Channel News Asia
TOKYO: Disgraced Japanese music producer Tetsuya Komuro has received a suspended three-year jail term for cheating an investor of 500 million yen (5.6 million dollars) in a copyright scam.
Komuro, 50, was once among Asia’s richest men, having produced songs that sold millions of albums for J-Pop sensations such as TRF and globe, but he fell on hard times following a divorce and failed business ventures.
“I apologise from the bottom of my heart,” Komuro said after the Osaka District Court handed down the prison term, which was suspended for five years. “I, Tetsuya Komuro, made a big mistake and committed a grave crime.”
Presiding judge Munehisa Sugita found that Komuro, who was arrested in November and pleaded guilty to fraud, had “employed a very sly scheme of taking advantage of the copyright trading system.”
Komuro had promised an investor the copyright to 806 tunes he had composed or written lyrics for in return for one billion yen, of which half was paid, even though he did not own the rights, the court was told.

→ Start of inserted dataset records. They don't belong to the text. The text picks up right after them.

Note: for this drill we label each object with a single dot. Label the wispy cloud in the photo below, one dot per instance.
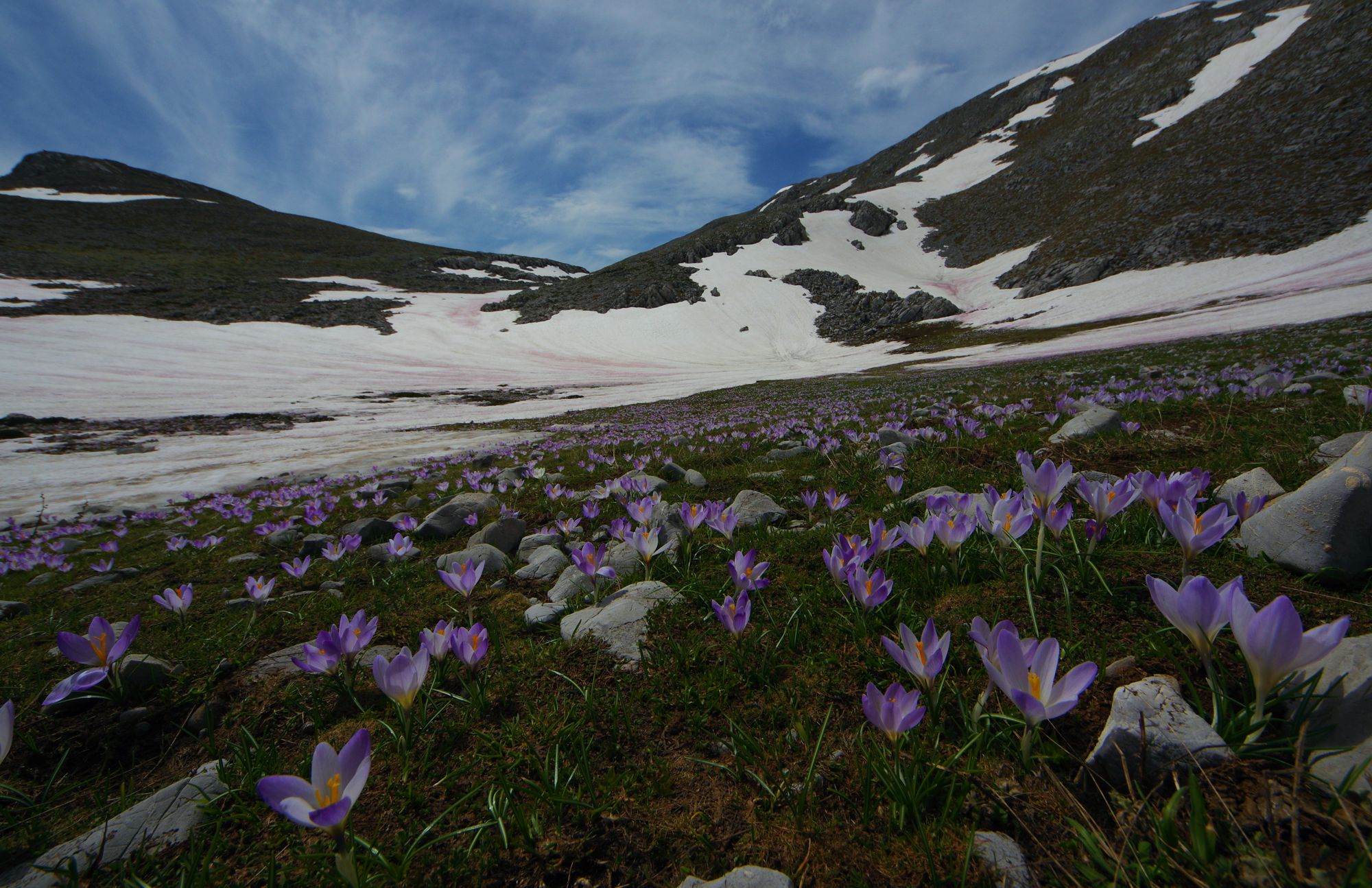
(581, 132)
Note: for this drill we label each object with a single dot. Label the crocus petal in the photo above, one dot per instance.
(84, 680)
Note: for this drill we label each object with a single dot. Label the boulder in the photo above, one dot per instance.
(164, 820)
(1174, 736)
(504, 535)
(496, 561)
(451, 518)
(571, 583)
(1253, 484)
(1325, 524)
(1344, 720)
(536, 542)
(1093, 421)
(1329, 451)
(621, 620)
(545, 564)
(1005, 859)
(755, 507)
(371, 529)
(743, 878)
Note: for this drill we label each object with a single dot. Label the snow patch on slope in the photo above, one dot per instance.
(1225, 71)
(1057, 64)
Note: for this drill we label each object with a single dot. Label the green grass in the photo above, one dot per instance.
(717, 753)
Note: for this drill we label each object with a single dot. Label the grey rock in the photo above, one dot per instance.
(536, 542)
(1089, 422)
(544, 613)
(496, 561)
(164, 820)
(10, 610)
(1253, 484)
(570, 584)
(621, 620)
(755, 509)
(451, 518)
(106, 579)
(1329, 451)
(504, 535)
(285, 538)
(1325, 524)
(314, 544)
(791, 453)
(743, 878)
(1174, 735)
(1005, 859)
(544, 564)
(371, 529)
(141, 673)
(279, 662)
(1347, 713)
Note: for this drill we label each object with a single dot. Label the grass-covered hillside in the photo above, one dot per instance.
(657, 743)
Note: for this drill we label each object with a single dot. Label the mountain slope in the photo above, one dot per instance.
(182, 251)
(1060, 178)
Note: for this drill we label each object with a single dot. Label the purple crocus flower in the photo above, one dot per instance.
(1196, 532)
(725, 523)
(917, 533)
(747, 573)
(471, 645)
(1275, 645)
(836, 501)
(464, 577)
(1108, 501)
(176, 601)
(322, 657)
(98, 649)
(297, 566)
(924, 657)
(869, 588)
(1048, 481)
(591, 561)
(735, 613)
(1197, 609)
(1032, 684)
(437, 642)
(400, 546)
(953, 529)
(403, 677)
(259, 590)
(337, 780)
(895, 712)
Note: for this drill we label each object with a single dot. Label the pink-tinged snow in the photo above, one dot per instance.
(1225, 71)
(1057, 64)
(1178, 11)
(25, 292)
(51, 193)
(914, 165)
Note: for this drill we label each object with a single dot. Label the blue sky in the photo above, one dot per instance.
(578, 130)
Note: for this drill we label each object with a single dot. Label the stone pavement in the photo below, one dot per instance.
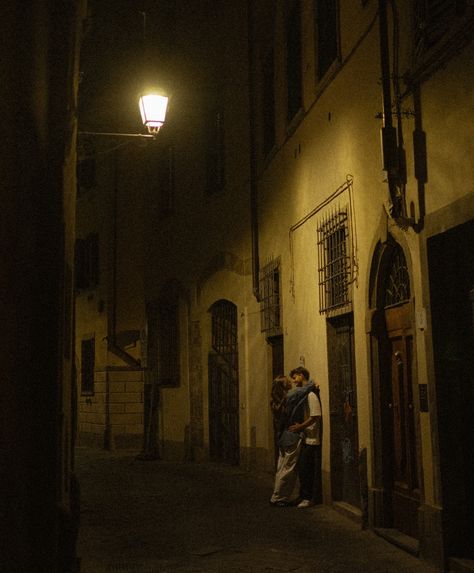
(160, 517)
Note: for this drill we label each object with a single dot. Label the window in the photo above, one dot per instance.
(433, 20)
(224, 331)
(326, 35)
(270, 289)
(293, 61)
(163, 346)
(397, 287)
(87, 366)
(216, 153)
(269, 104)
(85, 167)
(87, 262)
(334, 262)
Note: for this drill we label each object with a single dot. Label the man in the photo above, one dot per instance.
(309, 464)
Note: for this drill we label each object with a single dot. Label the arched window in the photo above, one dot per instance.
(397, 283)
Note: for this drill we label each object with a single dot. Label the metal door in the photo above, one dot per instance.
(343, 408)
(400, 413)
(224, 443)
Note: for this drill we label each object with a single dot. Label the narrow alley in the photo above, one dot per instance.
(158, 517)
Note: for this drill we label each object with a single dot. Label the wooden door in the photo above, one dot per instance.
(400, 411)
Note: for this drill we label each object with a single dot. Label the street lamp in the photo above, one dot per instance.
(153, 111)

The judge said that the cheated investor, who was not identified, had since been reimbursed with some 650 million yen, including settlement money, which the president of a leading music production company put up on Komuro’s behalf.

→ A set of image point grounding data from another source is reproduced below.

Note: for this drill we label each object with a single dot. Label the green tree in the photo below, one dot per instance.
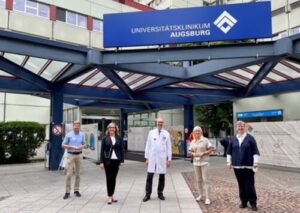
(215, 118)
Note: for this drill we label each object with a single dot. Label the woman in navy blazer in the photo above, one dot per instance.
(242, 155)
(111, 158)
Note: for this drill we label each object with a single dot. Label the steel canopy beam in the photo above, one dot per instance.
(15, 85)
(153, 69)
(73, 72)
(24, 74)
(260, 75)
(195, 91)
(21, 44)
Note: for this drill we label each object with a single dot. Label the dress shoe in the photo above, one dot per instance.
(254, 208)
(161, 196)
(146, 198)
(243, 205)
(66, 196)
(77, 194)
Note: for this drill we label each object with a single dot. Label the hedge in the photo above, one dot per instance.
(19, 140)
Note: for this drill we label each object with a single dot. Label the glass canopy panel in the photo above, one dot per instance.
(94, 79)
(105, 83)
(80, 78)
(234, 78)
(2, 73)
(35, 64)
(53, 69)
(287, 71)
(243, 73)
(276, 77)
(141, 82)
(294, 64)
(132, 78)
(17, 59)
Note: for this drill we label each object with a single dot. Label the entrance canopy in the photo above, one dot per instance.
(148, 79)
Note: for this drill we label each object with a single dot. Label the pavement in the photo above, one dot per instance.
(32, 188)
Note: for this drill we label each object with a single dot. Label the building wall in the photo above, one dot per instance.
(289, 102)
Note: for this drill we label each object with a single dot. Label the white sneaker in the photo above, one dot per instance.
(207, 201)
(199, 198)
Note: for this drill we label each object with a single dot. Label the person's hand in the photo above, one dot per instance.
(168, 163)
(101, 165)
(229, 166)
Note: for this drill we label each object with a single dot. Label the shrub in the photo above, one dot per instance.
(19, 140)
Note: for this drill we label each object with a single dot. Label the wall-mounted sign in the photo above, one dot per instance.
(256, 114)
(213, 23)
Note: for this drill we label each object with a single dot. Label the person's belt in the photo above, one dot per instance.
(74, 153)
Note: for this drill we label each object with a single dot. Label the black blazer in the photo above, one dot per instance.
(242, 155)
(107, 148)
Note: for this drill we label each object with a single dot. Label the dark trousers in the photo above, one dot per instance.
(111, 172)
(245, 178)
(161, 184)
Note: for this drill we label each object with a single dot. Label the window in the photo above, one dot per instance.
(32, 7)
(296, 30)
(97, 25)
(2, 3)
(75, 19)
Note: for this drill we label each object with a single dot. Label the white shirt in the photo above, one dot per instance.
(255, 157)
(113, 155)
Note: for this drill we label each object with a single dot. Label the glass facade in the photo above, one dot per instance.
(32, 8)
(97, 25)
(76, 19)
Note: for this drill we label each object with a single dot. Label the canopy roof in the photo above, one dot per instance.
(148, 79)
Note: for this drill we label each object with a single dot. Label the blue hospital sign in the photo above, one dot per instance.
(214, 23)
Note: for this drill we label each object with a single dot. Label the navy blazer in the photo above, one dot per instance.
(107, 147)
(242, 155)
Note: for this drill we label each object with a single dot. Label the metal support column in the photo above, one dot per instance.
(56, 129)
(188, 124)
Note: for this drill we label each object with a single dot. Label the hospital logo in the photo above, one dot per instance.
(225, 22)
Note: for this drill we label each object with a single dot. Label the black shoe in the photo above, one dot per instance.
(146, 198)
(243, 205)
(254, 208)
(161, 196)
(77, 194)
(66, 196)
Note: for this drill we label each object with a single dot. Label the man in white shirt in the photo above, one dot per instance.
(243, 156)
(158, 155)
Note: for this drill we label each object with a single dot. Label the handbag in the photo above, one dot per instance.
(107, 157)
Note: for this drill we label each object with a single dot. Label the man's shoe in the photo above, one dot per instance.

“The defendant now sincerely regrets (his actions),” the judge said.
Komuro made his debut as a pop producer in 1984 and rose to stardom in the 1990s by forming a group of top-selling artistes dubbed ‘the Komuro Family’ — including diva Namie Amuro as well as singing groups TRF and globe.
During the mid-1990s he gained prominence as one of Asia’s richest men after selling more than 170 million CDs in Asia. He owned Ferraris, luxury cruisers and villas in Hawaii, Bali and Malibu.
But he fell into debt in recent years amid payments to his divorced wife and investment failures. He reportedly lost seven billion yen in a 1996 Hong Kong joint venture with media magnate Rupert Murdoch’s News Corp.